Based on the comparison of our results with those from other studies, we can verify our methods in terms of temporal patterns and the range of values, which shows the feasibility of our approach utilizing MEGAN for estimating the level of terpene emission in our study site. Our method is based on the rate of emission of terpenes directly from trees, and the result differs from the concentration-based methods sampling ambient air.

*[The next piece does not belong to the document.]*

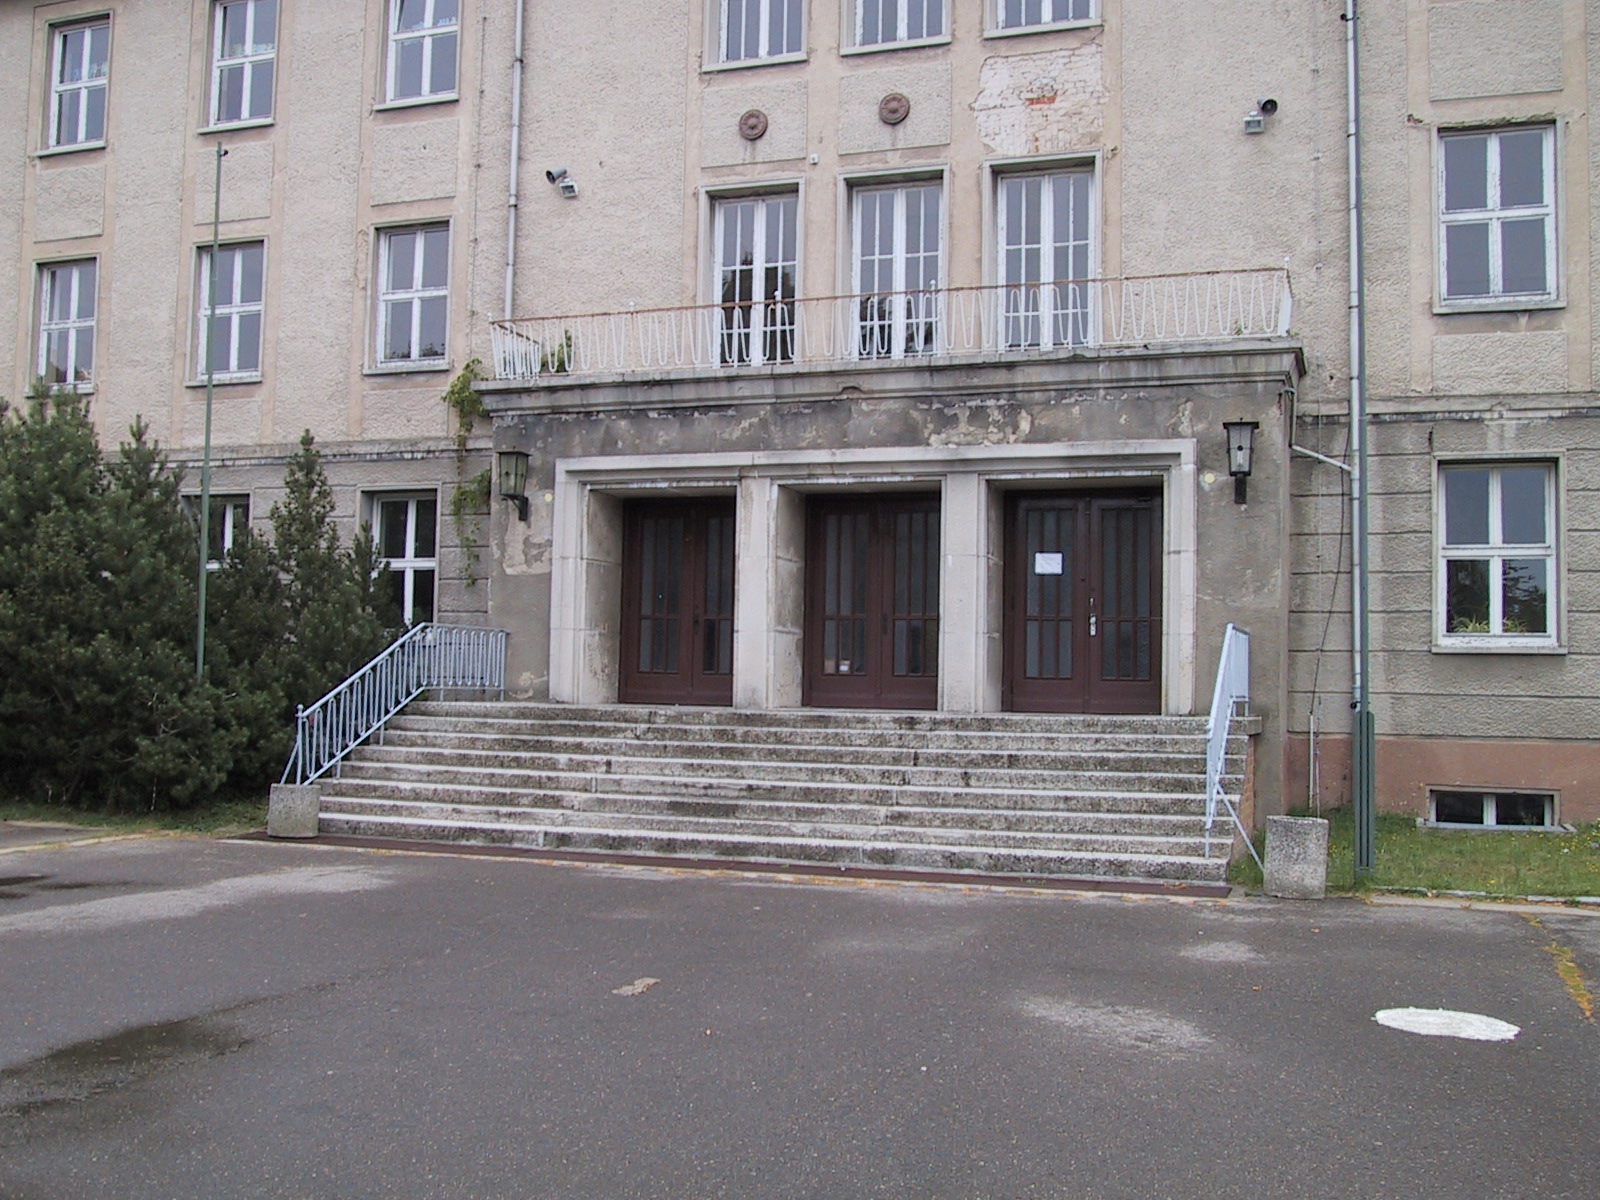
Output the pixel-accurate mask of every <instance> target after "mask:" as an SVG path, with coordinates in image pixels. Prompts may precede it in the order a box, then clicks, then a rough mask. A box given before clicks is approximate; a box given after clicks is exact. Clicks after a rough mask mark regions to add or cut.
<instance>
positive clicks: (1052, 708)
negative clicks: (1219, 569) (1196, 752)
mask: <svg viewBox="0 0 1600 1200" xmlns="http://www.w3.org/2000/svg"><path fill="white" fill-rule="evenodd" d="M1008 509H1010V512H1008V520H1006V630H1005V635H1006V675H1005V683H1006V707H1010V709H1014V710H1021V712H1130V714H1133V712H1160V706H1162V498H1160V493H1158V491H1139V493H1125V491H1118V493H1098V491H1083V493H1062V494H1054V493H1051V494H1035V493H1019V494H1013V496H1011V498H1010V504H1008Z"/></svg>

The therapeutic effect of forest bathing and inhaling terpenes is directly related to the terpene concentration in the ambient air, which is not only associated with the terpene emission rate from trees but also closely related to microclimatic factors, such as humidity and wind speed and direction [25,31,32,63,64]. Therefore, there is a need for a deeper understanding and consideration of the microclimate in order to estimate the spatiotemporal variation of terpenes directly affecting humans.

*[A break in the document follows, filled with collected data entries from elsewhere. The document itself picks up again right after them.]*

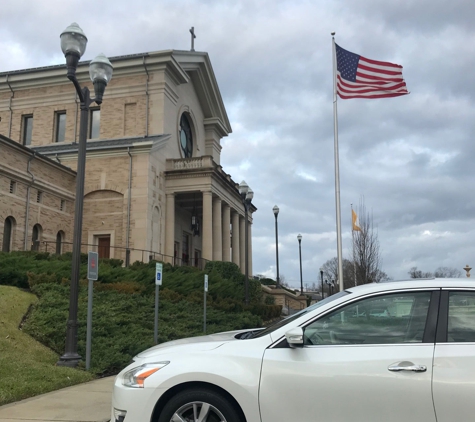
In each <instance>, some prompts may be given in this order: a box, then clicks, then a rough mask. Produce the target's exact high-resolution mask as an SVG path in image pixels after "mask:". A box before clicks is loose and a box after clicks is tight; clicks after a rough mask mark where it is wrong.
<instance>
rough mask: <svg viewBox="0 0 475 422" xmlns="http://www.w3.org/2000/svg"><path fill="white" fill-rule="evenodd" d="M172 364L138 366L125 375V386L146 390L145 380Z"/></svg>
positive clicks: (162, 363)
mask: <svg viewBox="0 0 475 422" xmlns="http://www.w3.org/2000/svg"><path fill="white" fill-rule="evenodd" d="M169 363H170V362H169V361H166V362H156V363H145V364H143V365H140V366H137V368H133V369H131V370H130V371H127V372H126V373H125V374H124V381H123V384H124V385H125V386H126V387H132V388H144V382H145V380H146V379H147V378H148V377H149V376H150V375H152V374H154V373H155V372H157V371H158V370H160V369H162V368H163V367H165V366H167V365H168V364H169Z"/></svg>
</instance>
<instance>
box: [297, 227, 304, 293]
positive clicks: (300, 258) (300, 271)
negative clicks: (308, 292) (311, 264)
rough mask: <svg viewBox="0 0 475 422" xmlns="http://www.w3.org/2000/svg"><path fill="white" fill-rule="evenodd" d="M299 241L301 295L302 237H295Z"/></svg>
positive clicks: (301, 236)
mask: <svg viewBox="0 0 475 422" xmlns="http://www.w3.org/2000/svg"><path fill="white" fill-rule="evenodd" d="M297 240H298V241H299V261H300V293H301V294H303V279H302V235H301V234H300V233H299V235H298V236H297Z"/></svg>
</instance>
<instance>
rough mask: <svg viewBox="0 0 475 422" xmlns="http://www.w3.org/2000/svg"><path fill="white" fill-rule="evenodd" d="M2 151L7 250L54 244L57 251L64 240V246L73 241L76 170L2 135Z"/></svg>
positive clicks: (1, 181) (2, 194) (33, 247)
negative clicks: (60, 163) (55, 160)
mask: <svg viewBox="0 0 475 422" xmlns="http://www.w3.org/2000/svg"><path fill="white" fill-rule="evenodd" d="M0 153H1V156H2V160H1V161H0V236H1V240H0V241H1V243H2V249H3V250H7V251H10V250H30V249H44V248H46V244H50V249H53V251H56V247H57V245H56V243H57V240H59V245H58V246H59V248H60V249H59V250H61V251H63V250H64V242H71V241H72V215H73V211H74V195H73V193H72V192H73V191H74V187H75V182H76V174H75V172H74V171H71V169H69V168H67V167H65V166H63V165H61V164H59V163H57V162H54V161H53V160H50V159H48V158H47V157H44V156H41V155H39V154H37V153H35V152H34V151H32V150H30V149H29V148H26V147H23V146H22V145H19V144H18V143H17V142H13V141H11V140H10V139H8V138H6V137H4V136H1V135H0ZM6 229H7V233H6ZM45 242H46V243H45Z"/></svg>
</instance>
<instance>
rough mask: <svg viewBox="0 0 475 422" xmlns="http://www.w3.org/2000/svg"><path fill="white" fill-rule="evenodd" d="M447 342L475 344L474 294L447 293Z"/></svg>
mask: <svg viewBox="0 0 475 422" xmlns="http://www.w3.org/2000/svg"><path fill="white" fill-rule="evenodd" d="M447 341H448V342H475V293H473V292H450V293H449V319H448V327H447Z"/></svg>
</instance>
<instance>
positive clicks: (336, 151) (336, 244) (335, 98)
mask: <svg viewBox="0 0 475 422" xmlns="http://www.w3.org/2000/svg"><path fill="white" fill-rule="evenodd" d="M331 34H332V50H333V133H334V144H335V147H334V149H335V205H336V245H337V257H338V285H339V287H340V292H341V291H343V259H342V248H341V207H340V164H339V156H338V113H337V93H336V71H337V68H336V48H335V32H332V33H331Z"/></svg>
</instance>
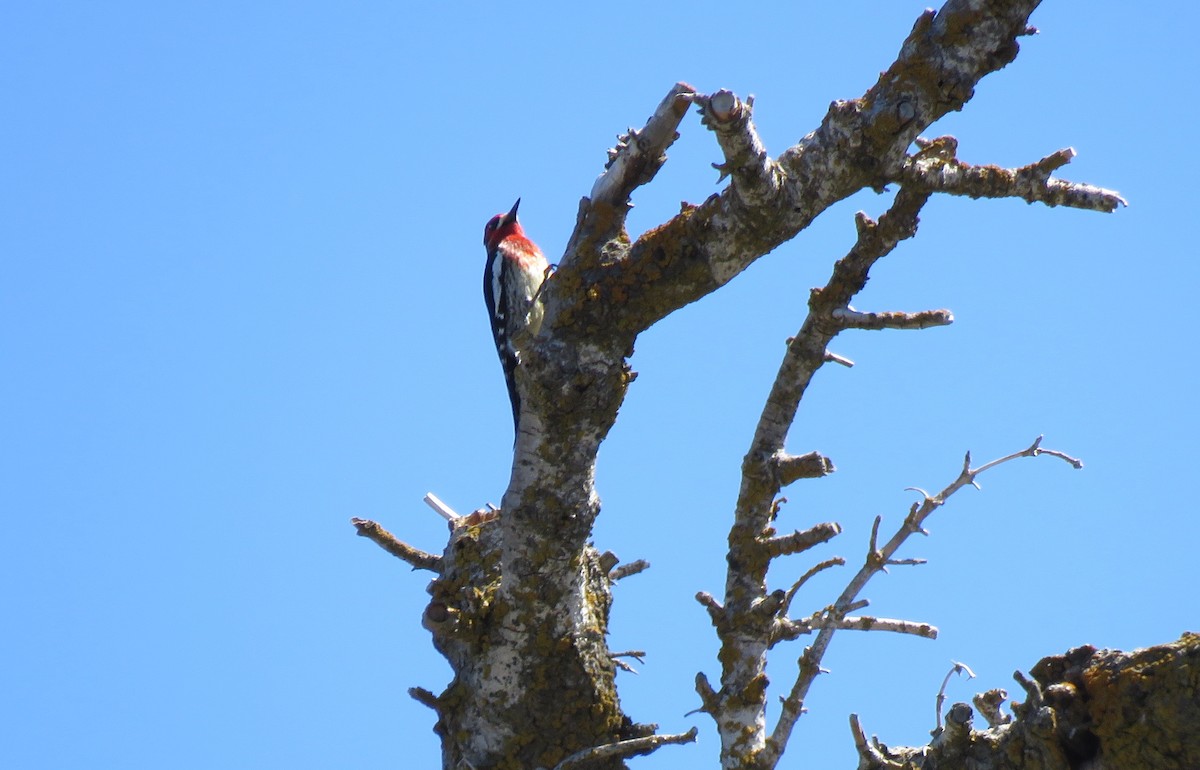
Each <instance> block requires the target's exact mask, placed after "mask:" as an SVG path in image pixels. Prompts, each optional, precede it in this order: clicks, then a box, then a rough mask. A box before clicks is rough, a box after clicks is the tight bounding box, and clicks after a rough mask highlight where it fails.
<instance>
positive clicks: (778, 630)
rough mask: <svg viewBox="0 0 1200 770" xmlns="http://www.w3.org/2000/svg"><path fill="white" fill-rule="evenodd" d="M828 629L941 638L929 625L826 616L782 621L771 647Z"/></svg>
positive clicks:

4.3. Optimal Strategies for Using Forests for Therapeutic Purposes

Our findings demonstrate that the emission rate of human-beneficial terpenes in our temperate forest study site varies significantly temporally and spatially, emphasizing the need for elaborate strategies to effectively use therapeutic forests. Our study also shows the usefulness of MEGAN models for establishing forest management plans for therapeutic use. Through estimating and analyzing the spatiotemporal patterns of terpene emission from the MEGAN model, we can suggest effective strategies for using therapeutic forests. Temporally, it is recommended that forests be used for therapeutic purposes in the middle of the day, around noon to sunset, to inhale the maximum level of terpenes there. In addition, it is encouraged to plan therapeutic programs in recreational and healing forests in summer, especially before and after the rainy season, at which the highest emission of terpenes occurs. Spatially, the most critical factor determining the pattern of terpene emission is PFTs, the forest types in our study, while the slope aspect also affects the emission level. Therefore, it is recommended that forest managers prepare space for therapeutic programs in conifer forests facing south in order to maximize the effectiveness of terpenes. Moreover, the planting of conifer trees can be effective when there is a lack of such trees in recreational and healing forests. As such, the MEGAN-based estimation of the emission of human-beneficial terpenes considering the climate and the forest type can help forest managers effectively utilize forests for therapeutic purposes.

5. Conclusions

We estimated and analyzed the terpene emission rate spatiotemporally in a recreational forest adjacent to the Seoul metropolitan area, South Korea, utilizing a MEGAN model. We found that the terpene emission rate in our study area varied significantly in time and space. When we analyzed the temporal variation of the terpene emission rate, the highest levels occurred during the middle of the day and seasonally during summer before and after the rainy season. Our model also showed the effect of plant functional types and slope aspect on the spatial patterns of the terpene emission rate. Our results especially emphasize the importance of PFTs, with remarkable differences in emission rates being identified among PFTs. According to the comparison of our results with those from other studies, estimating the rate of emission of human-beneficial terpenes using MEGAN appears feasible because the temporal patterns and range of human-beneficial terpene emission rates from our study are consistent with those from other studies. Using our results, we can more effectively manage forests for therapeutic purposes by planning therapeutic programs in optimal times and locations. Although we cannot consider microclimatic factors such as wind and humidity in our study, our work still demonstrates the usefulness of the MEGAN model for forest management for therapeutic use.